Iniziano a diffondersi le prime
informazioni tecniche dettagliate sul nuovo sensore Sony
IMX021, annunciato a fine agosto.
E' noto infatti che i sensori CMOS delle reflex Canon hanno
una marcia in più sulla concorrenza proprio in termini di
contenimento del rumore digitale, grazie a della circuiteria
apposita integrata sul sensore stesso. Gli altri produttori,
invece, per contrastare il rumore digitale si affidano a
delle elaborazioni sul segnale che avvengono in una fase
successiva, meno efficienti: più si riduce il rumore, più si
riduce la nitidezza dell'immagine, specie con i dettagli
fini.
Ne deriva che, per quanto col tempo gli algoritmi
migliorino, ogni produttore deve fare una scelta tra il
tenersi un'immagine rumorosa ma dettagliata o una con meno
rumore ma anche più sacrificata nei dettagli. A complicare
le cose ci si mette anche il fatto che, spesso e volentieri,
la gestione del rumore varia tra modello e modello di
fotocamera anche all'interno della stessa marca, che la resa
è diversa a seconda se si lavori in RAW o in JPEG, e che su
alcuni modelli il sistema di riduzione del rumore è
disinseribile - e in alcuni casi dosabile - ed in altri no.

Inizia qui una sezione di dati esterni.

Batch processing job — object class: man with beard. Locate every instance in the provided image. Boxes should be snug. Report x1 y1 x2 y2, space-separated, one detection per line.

Tutto ciò premesso, Sony è, tra i fabbricanti di sensori, il
primo che prova a seguire la stessa strada di Canon, e nei
primi commenti apparsi sulla Rete si colgono molti
apprezzamenti per l'eleganza della soluzione tecnologica
introdotta. In attesa delle prime prove pratiche, che
daranno la misura della reale portata dell'innovazione,
proviamo a capire più in dettaglio di cosa si tratta.
Uno dei vantaggi dei sensori di tipo CMOS rispetto a quelli
CCD sta nella possibilità di integrare sullo stesso chip, in
aggiunta ai fotodiodi necessari a costruire l'immagine,
anche una serie di circuiti aggiuntivi che possano svolgere
determinate funzioni (chi ha dubbi su come sia fatto un
sensore può consultare il nostro articolo "Il
sensore: che cos'è, a cosa serve?").
Solitamente in un sensore d'immagine CMOS c'è un
amplificatore per ogni fotodiodo che, appunto, amplifica il
segnale (raccolto dal fotodiodo); il segnale, dopo un
passaggio all'interno di un circuito che si chiama CDS (Correlated
Double Sampling) che ha il fine di rimuovere il rumore
causato dalle (inevitabili) disuniformità di risposta dei
singoli amplificatori, arriva al convertitore ADC (Analog-to-Digital
Converter) che, campionandolo, lo converte in un segnale
digitale e lo invia... al resto della fotocamera. Questa è,
in estrema sintesi, la logica di funzionamento di un sensore
fotografico costruito con tecnlogia CMOS.
Quali sono i limiti, o, se vogliamo, le
aree di miglioramento di questa tecnologia?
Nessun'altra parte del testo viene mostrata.